TeamViewer annuncia Tia Troubleshooting, un’importante espansione delle funzionalità del suo Intelligent Agent che permette di passare dai semplici suggerimenti per i reparti IT all’intervento diretto durante le sessioni di assistenza remota. Disponibile su tutta la gamma di soluzioni di assistenza remota di TeamViewer, comprese le licenze TeamViewer ONE, Tensor e SMB, Tia è in grado di analizzare un problema, identificarne la causa principale, applicare la soluzione dopo l’approvazione dell’esperto IT e verificare infine che il problema sia stato effettivamente risolto.
Grazie a questa evoluzione, TeamViewer trasforma il ruolo del supporto tecnico perché Tia non solo fornisce suggerimenti, ma ora è in grado di gestire un problema dall’inizio alla fine, guidando l’analisi fino alla risoluzione. Il personale IT assume così una funzione di supervisione, approvando le operazioni più critiche o prendendo il controllo diretto quando necessario.
Per gli addetti IT meno esperti, questo si traduce in un processo di troubleshooting strutturato e altamente automatizzato, basato sull’esperienza acquisita dai casi precedenti, che consente anche al singolo operatore di risolvere più problematiche in meno tempo. I vantaggi riguardano anche il personale più senior che non solo può godere di un’accelerazione nelle attività di routine, ma anche di indagini più rapide sui casi complessi, grazie alla capacità di Tia di muoversi tra diversi sistemi e analizzare dati a una velocità inaccessibile per un essere umano.
Per gli utenti in attesa di assistenza, tutto ciò garantisce tempi di ripristino più brevi e un tasso più elevato di risoluzione dei problemi al primo contatto, senza ulteriori passaggi.
Quando il personale del supporto IT avvia una sessione, Tia analizza i dati del dispositivo per diagnosticare il problema, confrontandoli con una libreria di soluzioni collaudate e con i casi storici specifici di quell’organizzazione. Tia dà priorità alle soluzioni già testate, ma, quando necessario, è in grado di esplorare nuovi approcci, generando script diagnostici ad hoc.
Una volta individuata la soluzione del problema, Tia richiede l’approvazione del tecnico IT, la applica e verifica che l’anomalia sia stata effettivamente risolta. Tia è in grado di gestire un’ampia gamma di problematiche — dagli errori applicativi e di aggiornamento fino alle difficoltà di accesso ai file e al calo di prestazioni dei dispositivi —, oltre a molte altre criticità che il supporto IT affronta quotidianamente. Tia più casi elabora, più impara, rendendo i processi di risoluzione sempre più rapidi nel tempo.
Ogni azione eseguita da Tia, inclusa l’approvazione dell’esperto IT, viene registrata e tracciata: in questo modo i reparti IT e di sicurezza dispongono di uno storico completo di tutte le modifiche effettuate e delle relative motivazioni. Questi registri si integrano con Session Insights, offrendo alle aziende una panoramica globale su tutte le sessioni di assistenza — sia che vengano gestite interamente da un operatore, esclusivamente da Tia o da una combinazione di entrambi. Gli amministratori possono, inoltre, definire il livello di autonomia di Tia per i diversi gruppi, alcuni possono utilizzarla solo a scopo consultivo/di guida, mentre quelli con permessi più ampi possono autorizzarla ad applicare gli interventi approvati.
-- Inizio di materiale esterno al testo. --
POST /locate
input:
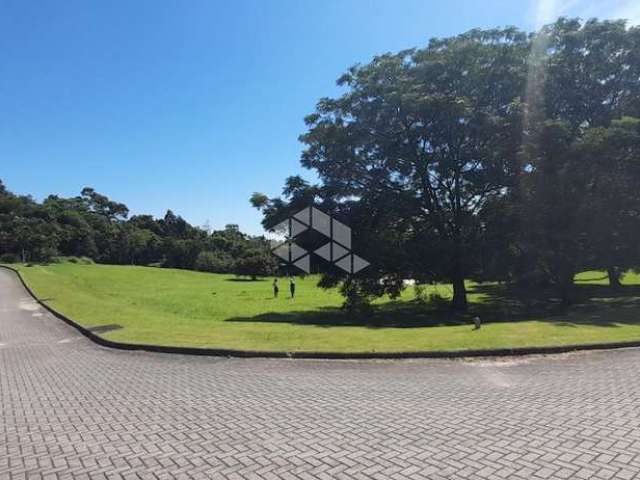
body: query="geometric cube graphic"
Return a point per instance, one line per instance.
(337, 251)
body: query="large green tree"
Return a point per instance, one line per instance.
(416, 146)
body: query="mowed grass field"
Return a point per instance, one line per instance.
(185, 308)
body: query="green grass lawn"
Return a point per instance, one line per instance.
(176, 307)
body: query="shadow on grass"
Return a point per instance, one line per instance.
(240, 279)
(596, 305)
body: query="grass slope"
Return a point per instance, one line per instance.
(176, 307)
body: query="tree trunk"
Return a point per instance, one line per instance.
(614, 277)
(566, 289)
(459, 302)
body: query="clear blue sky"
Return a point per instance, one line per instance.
(194, 105)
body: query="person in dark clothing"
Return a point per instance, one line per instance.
(292, 287)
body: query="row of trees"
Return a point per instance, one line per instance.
(94, 226)
(492, 155)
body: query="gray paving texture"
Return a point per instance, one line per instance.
(72, 409)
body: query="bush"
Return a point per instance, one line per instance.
(77, 260)
(10, 258)
(434, 300)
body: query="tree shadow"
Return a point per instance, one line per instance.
(242, 280)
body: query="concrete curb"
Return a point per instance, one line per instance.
(220, 352)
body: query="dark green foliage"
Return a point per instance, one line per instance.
(492, 155)
(91, 227)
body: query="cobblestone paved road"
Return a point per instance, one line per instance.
(71, 409)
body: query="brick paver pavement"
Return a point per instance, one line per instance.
(71, 409)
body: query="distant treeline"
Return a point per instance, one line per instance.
(94, 226)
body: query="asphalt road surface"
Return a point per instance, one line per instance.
(72, 409)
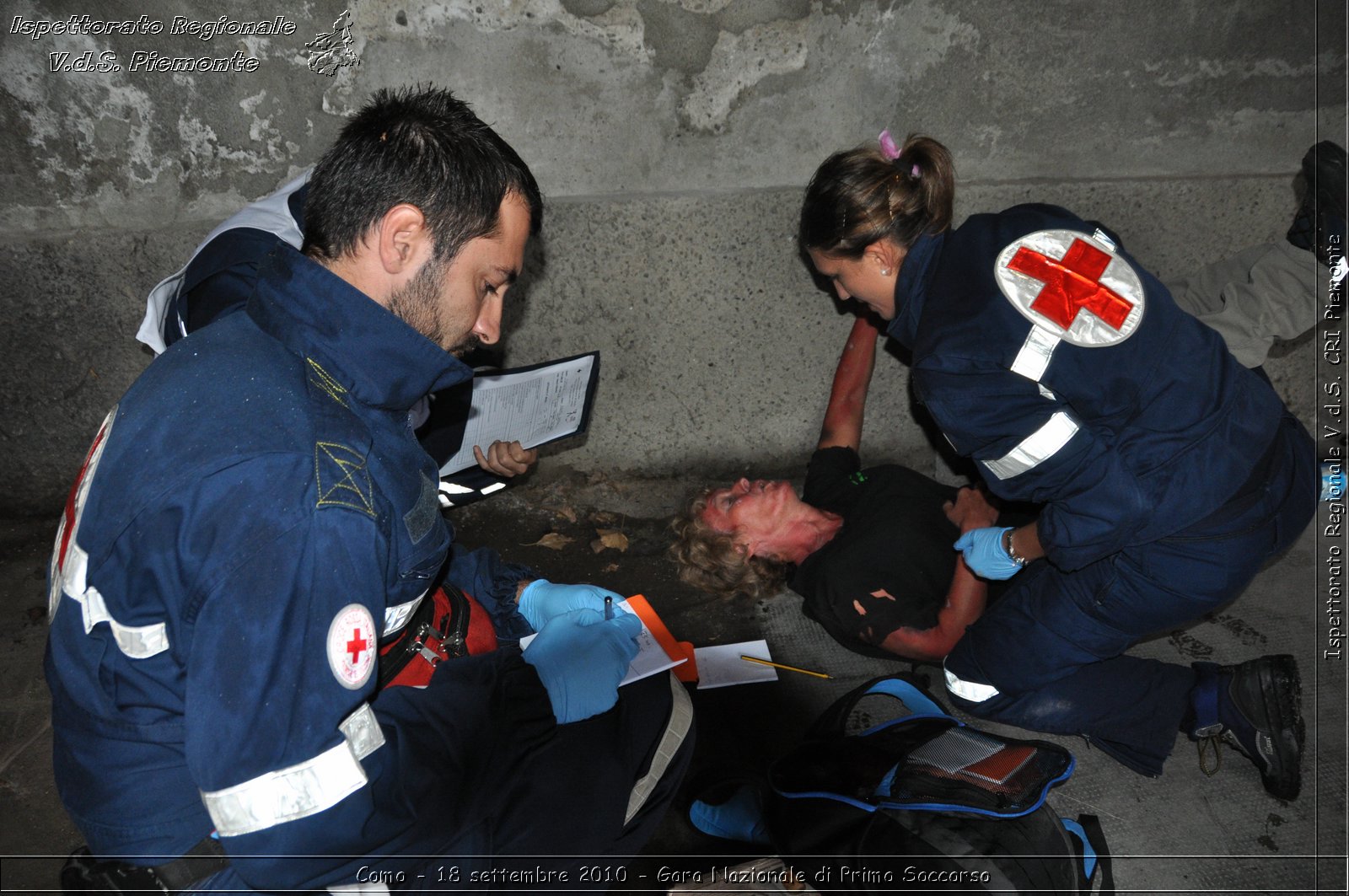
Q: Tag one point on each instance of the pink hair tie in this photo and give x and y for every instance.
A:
(888, 148)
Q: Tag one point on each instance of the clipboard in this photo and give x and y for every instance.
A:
(536, 405)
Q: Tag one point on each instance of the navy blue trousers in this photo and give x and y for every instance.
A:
(1052, 648)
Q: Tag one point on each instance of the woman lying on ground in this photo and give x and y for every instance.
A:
(869, 550)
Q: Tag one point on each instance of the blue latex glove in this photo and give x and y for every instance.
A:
(580, 657)
(984, 554)
(541, 601)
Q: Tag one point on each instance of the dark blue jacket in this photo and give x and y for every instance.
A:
(255, 491)
(1128, 431)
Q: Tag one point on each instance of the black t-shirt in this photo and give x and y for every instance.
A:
(890, 564)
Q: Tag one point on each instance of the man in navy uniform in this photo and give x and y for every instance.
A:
(255, 520)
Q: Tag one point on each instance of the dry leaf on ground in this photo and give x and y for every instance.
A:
(555, 540)
(609, 539)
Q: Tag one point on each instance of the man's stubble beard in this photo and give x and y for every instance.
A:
(417, 304)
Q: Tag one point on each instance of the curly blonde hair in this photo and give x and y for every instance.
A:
(708, 559)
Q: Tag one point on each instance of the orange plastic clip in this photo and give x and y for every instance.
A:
(685, 671)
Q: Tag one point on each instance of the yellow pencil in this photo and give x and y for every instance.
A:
(780, 666)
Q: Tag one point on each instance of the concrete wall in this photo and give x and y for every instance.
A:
(672, 138)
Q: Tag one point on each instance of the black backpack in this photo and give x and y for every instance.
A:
(924, 803)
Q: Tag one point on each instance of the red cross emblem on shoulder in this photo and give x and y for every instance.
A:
(1066, 283)
(351, 646)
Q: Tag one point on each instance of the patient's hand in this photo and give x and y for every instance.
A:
(970, 510)
(506, 458)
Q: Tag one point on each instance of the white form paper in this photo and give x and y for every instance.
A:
(651, 656)
(721, 664)
(532, 406)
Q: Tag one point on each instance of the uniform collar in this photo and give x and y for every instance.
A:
(373, 354)
(911, 287)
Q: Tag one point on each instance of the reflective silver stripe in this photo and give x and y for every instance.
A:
(681, 718)
(1035, 354)
(971, 691)
(1099, 235)
(270, 213)
(137, 641)
(363, 732)
(301, 790)
(397, 617)
(1035, 448)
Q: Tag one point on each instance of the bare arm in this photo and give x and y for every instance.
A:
(853, 377)
(966, 597)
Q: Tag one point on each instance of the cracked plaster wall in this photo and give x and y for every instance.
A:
(674, 138)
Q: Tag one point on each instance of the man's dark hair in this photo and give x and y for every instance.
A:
(425, 148)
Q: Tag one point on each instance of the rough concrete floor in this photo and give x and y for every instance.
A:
(1180, 833)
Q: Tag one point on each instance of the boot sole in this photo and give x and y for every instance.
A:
(1281, 689)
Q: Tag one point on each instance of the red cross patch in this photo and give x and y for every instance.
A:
(1070, 285)
(352, 647)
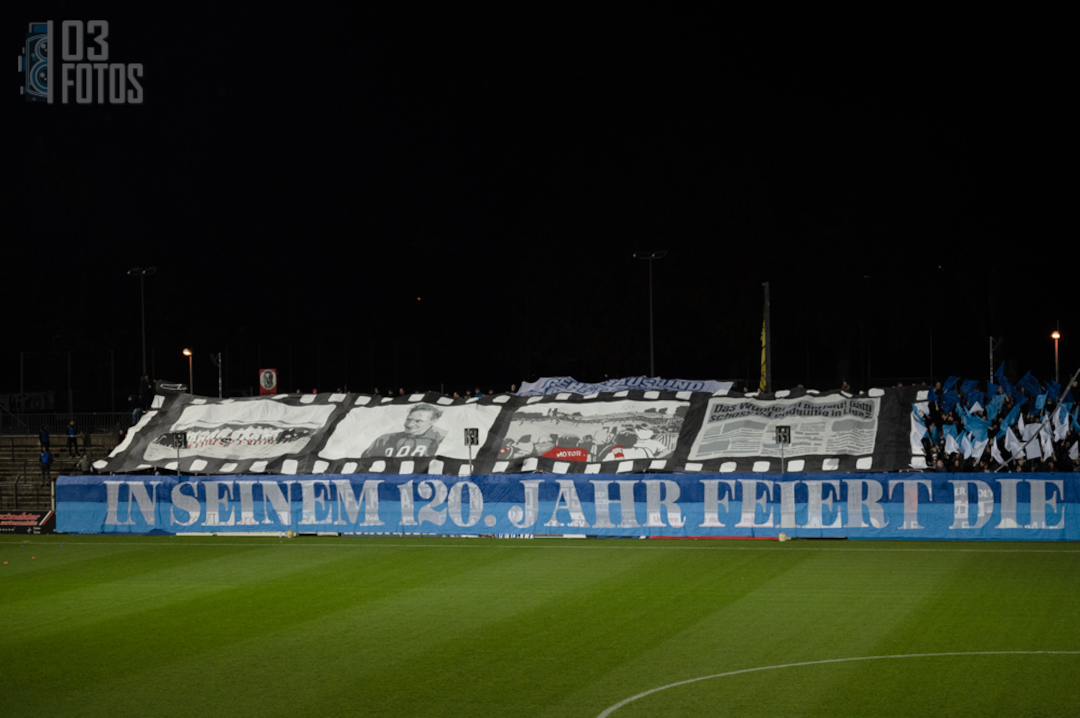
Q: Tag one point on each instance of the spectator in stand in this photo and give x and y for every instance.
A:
(146, 392)
(46, 464)
(136, 409)
(72, 439)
La ricerca a livello mondiale di TeamViewer sull’autonomia sul posto di lavoro mostra la necessità di un controllo umano sulle azioni dell’IA. Tra gli intervistati favorevoli a un ruolo attivo dell’intelligenza artificiale (il 39%), la maggioranza sceglie il modello implementato da Tia: proposta di soluzione ed esecuzione vincolata all’approvazione dell’operatore.
Lo studio rileva, inoltre, che i responsabili IT stimano che entro il 2030 quasi il 40% dei servizi digitali aziendali funzionerà in modo autonomo; un’evoluzione che per oltre un quarto degli intervistati è già attiva oggi in qualche forma.
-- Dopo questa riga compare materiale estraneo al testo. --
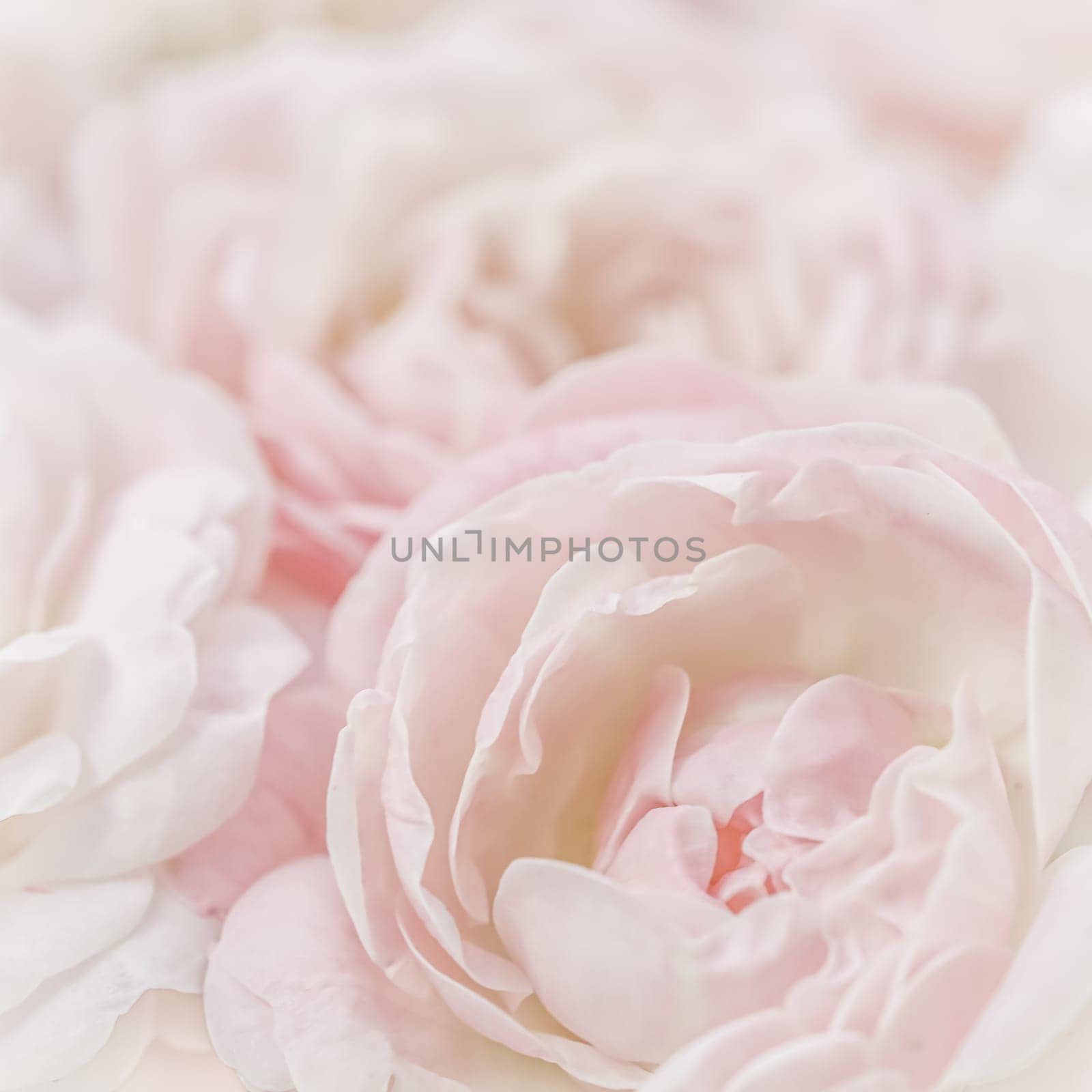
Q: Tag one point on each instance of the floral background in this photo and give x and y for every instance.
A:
(289, 284)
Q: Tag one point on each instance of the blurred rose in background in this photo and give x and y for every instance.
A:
(281, 278)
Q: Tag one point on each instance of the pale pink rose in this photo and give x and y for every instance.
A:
(1041, 223)
(806, 813)
(956, 76)
(160, 1046)
(63, 59)
(136, 673)
(379, 255)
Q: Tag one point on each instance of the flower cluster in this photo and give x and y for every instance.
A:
(543, 546)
“Tia Troubleshooting mostra quella che riteniamo essere la direzione dell’evoluzione dell’IA nel settore IT: una maggiore autonomia, accompagnata però da quei livelli di controllo e supervisione umani necessari per renderla concretamente applicabile in ogni azienda”, ha affermato Mei Dent, Chief Product and Technology Officer di TeamViewer. “I reparti IT non dovrebbero essere costretti a scegliere tra la gestione manuale di ogni attività e la completa delega all’IA. Una automazione governata offre un approccio più equilibrato, permettendo alle organizzazioni di aumentare gradualmente il livello di autonomia dell’IA, man mano che cresce la fiducia nelle sue capacità. È proprio questa la visione che stiamo sviluppando con Tia”.